William Louis Sandoval was born on September 16, 1923, in Lake Lillian, Minnesota, to Joseph G. Sandoval and Carmen Morales Sandoval, both from Mexico. The family moved to Silvis, Illinois, in 1925. William had seven brothers and three sisters. His father was a grinder at Moline Iron Works.1 His mother died on September 3, 1939, after giving birth to twin boys three days earlier. Both boys, Peter and John, died a few hours after birth.2
William enlisted in the Army February 16, 1943, in Peoria, Illinois.6 In late February, after induction, William was sent to Scott Field7 for basic training. He was assigned to Company F, 2nd Battalion, 504th Parachute Infantry Regiment, 82nd Airborne Division. On May 10, 1943, the 504th sailed for North Africa to begin training for the invasion of Sicily.8 On September 9, 1943, the 504th took part in the amphibious landings at Salerno, Italy, during Operation Avalanche. The 1st and 2nd battalions parachuted into the Salerno region to reinforce the Allied beachhead. When the regiment took the high ground at Altavilla, the Germans counterattacked with such fierceness that a general suggested the withdrawal of the unit. Col. Tucker adamantly replied, “Retreat, Hell! — Send me my other battalion!” The 3rd Battalion rejoined the 504th, drove back the German assault, and secured the Salerno Beachhead. A German officer called the 504th the “Devils in Baggy Pants,” a name the 504th carried with them proudly.
On September 17, 1944, the 504th returned to combat as part of Operation Market Garden. The plan was for a combined armor and airborne force to seize and hold key bridges and roads deep behind German lines in Holland. The goal was for the Allies to strike the heart of Germany with hopes of ending the war by Christmas. The 504th’s mission was to capture two strategic bridges near Nijmegen. To capture the bridges, they would have to cross a 400-yard river, completely exposed to German fire, in collapsible wood-and-canvas boats provided by the British.9 The 26 boats were folding boats, 19- feet long, with plywood bottoms, canvas sides, and wooden struts to hold up the sides. There were very few oars, and no time to learn how to use them.

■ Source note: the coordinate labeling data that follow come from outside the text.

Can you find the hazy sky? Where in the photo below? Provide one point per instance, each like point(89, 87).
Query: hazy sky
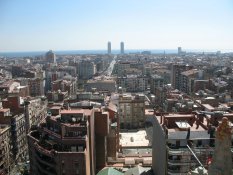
point(35, 25)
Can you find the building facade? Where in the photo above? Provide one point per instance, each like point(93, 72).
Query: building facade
point(131, 111)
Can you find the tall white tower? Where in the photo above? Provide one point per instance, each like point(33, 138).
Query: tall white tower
point(122, 48)
point(109, 48)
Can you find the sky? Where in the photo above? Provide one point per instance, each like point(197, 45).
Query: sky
point(38, 25)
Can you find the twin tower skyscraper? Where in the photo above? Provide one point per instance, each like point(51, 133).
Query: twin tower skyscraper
point(110, 48)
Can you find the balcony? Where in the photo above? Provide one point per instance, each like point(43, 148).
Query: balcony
point(47, 161)
point(43, 150)
point(65, 139)
point(43, 170)
point(182, 162)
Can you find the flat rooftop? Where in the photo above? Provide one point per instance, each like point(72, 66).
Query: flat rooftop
point(134, 139)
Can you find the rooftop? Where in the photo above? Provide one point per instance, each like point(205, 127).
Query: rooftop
point(134, 139)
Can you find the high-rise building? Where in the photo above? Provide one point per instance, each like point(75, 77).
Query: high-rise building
point(179, 50)
point(86, 69)
point(176, 77)
point(50, 57)
point(109, 48)
point(122, 48)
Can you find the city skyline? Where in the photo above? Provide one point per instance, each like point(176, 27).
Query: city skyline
point(79, 25)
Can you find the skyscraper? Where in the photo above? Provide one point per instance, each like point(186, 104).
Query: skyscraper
point(179, 50)
point(109, 47)
point(122, 48)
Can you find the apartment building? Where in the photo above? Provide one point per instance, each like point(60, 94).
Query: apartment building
point(133, 83)
point(5, 149)
point(131, 111)
point(174, 134)
point(66, 143)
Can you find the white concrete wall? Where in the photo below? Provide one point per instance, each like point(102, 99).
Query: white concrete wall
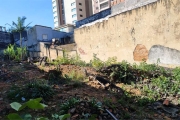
point(67, 11)
point(57, 34)
point(40, 30)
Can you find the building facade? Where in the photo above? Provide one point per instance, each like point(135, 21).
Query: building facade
point(70, 11)
point(100, 5)
point(5, 37)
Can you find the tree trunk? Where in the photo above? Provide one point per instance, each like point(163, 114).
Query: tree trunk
point(21, 44)
point(20, 40)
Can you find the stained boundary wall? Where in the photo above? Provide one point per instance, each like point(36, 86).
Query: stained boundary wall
point(150, 32)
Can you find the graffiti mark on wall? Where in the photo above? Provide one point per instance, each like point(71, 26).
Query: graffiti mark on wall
point(140, 53)
point(81, 51)
point(94, 17)
point(177, 30)
point(164, 54)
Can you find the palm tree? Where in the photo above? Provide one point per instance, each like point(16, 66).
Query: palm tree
point(19, 27)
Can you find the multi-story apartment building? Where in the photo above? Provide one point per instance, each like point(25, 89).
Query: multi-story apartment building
point(67, 12)
point(100, 5)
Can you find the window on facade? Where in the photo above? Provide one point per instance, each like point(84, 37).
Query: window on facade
point(45, 37)
point(55, 17)
point(54, 7)
point(74, 9)
point(72, 4)
point(54, 12)
point(73, 16)
point(74, 21)
point(104, 5)
point(54, 2)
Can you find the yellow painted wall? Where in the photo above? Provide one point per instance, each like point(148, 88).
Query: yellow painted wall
point(154, 24)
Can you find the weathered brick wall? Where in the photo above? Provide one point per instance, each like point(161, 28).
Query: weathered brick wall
point(131, 35)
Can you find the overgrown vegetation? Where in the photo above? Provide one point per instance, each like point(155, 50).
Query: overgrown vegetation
point(33, 104)
point(15, 53)
point(30, 90)
point(153, 81)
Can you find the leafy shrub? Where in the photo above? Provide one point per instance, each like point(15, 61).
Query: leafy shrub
point(161, 87)
point(32, 104)
point(15, 53)
point(33, 89)
point(96, 62)
point(176, 74)
point(71, 102)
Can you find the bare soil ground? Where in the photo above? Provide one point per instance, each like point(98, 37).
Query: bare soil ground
point(20, 73)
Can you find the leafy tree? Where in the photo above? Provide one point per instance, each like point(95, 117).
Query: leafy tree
point(19, 27)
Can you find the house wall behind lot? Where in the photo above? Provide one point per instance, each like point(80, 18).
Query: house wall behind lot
point(150, 32)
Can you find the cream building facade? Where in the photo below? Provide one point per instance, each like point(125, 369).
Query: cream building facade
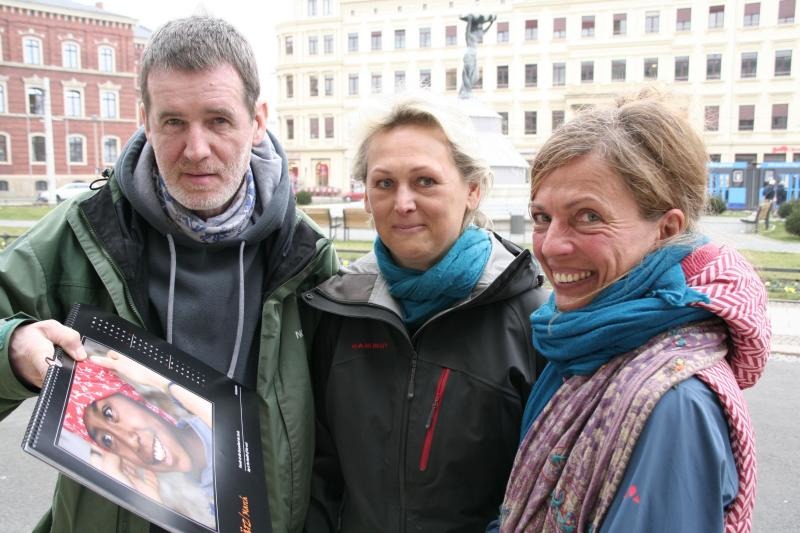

The 3rd battalion was in the first wave and 1st battalion in the second wave, with the 2nd battalion providing cover fire during the crossing with rifle and heavy machine-gun and mortar fire. They suffered nearly fifty percent casualties in the crossing, but enough men made it across to seize the bridge from both ends simultaneously. Other Allied forces weren’t as successful, and Market Garden failed to open a direct line into Germany.
The 504th was relieved by the British 43rd Infantry Division on September 21 and marched back across the bridge toward Nijmegen. They boarded DUWKS, 6-wheel-drive amphibious trucks, and were taken to locations between Nijmegen and Groesbeek, Netherlands, to rest and recuperate for a short time.
On October 6, 1944, William’s unit was overrun while engaging the enemy in Zyfflich, Germany, and he was listed as missing in action. Zyfflich is a village near the Dutch city of Nijmegen.10 He was officially listed as killed in action on October 7, 1945. He was just 21. His body was never recovered.11 A memorial marker was placed at the Rock Island National Cemetery. William is also memorialized on the Sea Tablets of the Missing at Netherlands American Cemetery Margraten, Netherlands.12
The 504th was later taken off the line and sent back to France to reconsolidate. The 504th lost 24 men killed and 70 seriously wounded in the river crossing and the attack on both bridges.
William’s parents received a telegram informing them William was missing in action as of October 6 in Holland.13 He had been overseas for approximately 16 months.14 He had been involved in the largest air assault in history up to that point, the British-led Operation Market Garden. This battle was the basis for the movie, A Bridge Too Far.15 Nearly 42,000 airborne troops were engaged in this battle, among others. It would be another four months before the Allies crossed the Rhine.
William L. Sandoval earned the Bronze Star, Combat Infantry Badge, Good Conduct Medal, WWII Victory Medal, Purple Heart (posthumously), Arrowhead Campaign Netherlands, Orange Lanyard and Honorable Service Lapel Button, European-African-Middle Eastern Campaign with three campaign stars.
There is an award-winning documentary, A Bridge too Far from Hero Street, that tells the story of William Sandoval’s journey from a boxcar in Silvis, Illinois, to a battle in a forest in Holland during WWII, produced by Emmy-award winning filmmakers Kelly and Tammy Rundle of Fourth Wall Films.16
William is one of eight Mexican Americans from 2nd Street in Silvis who died serving their country in WWII and Korea.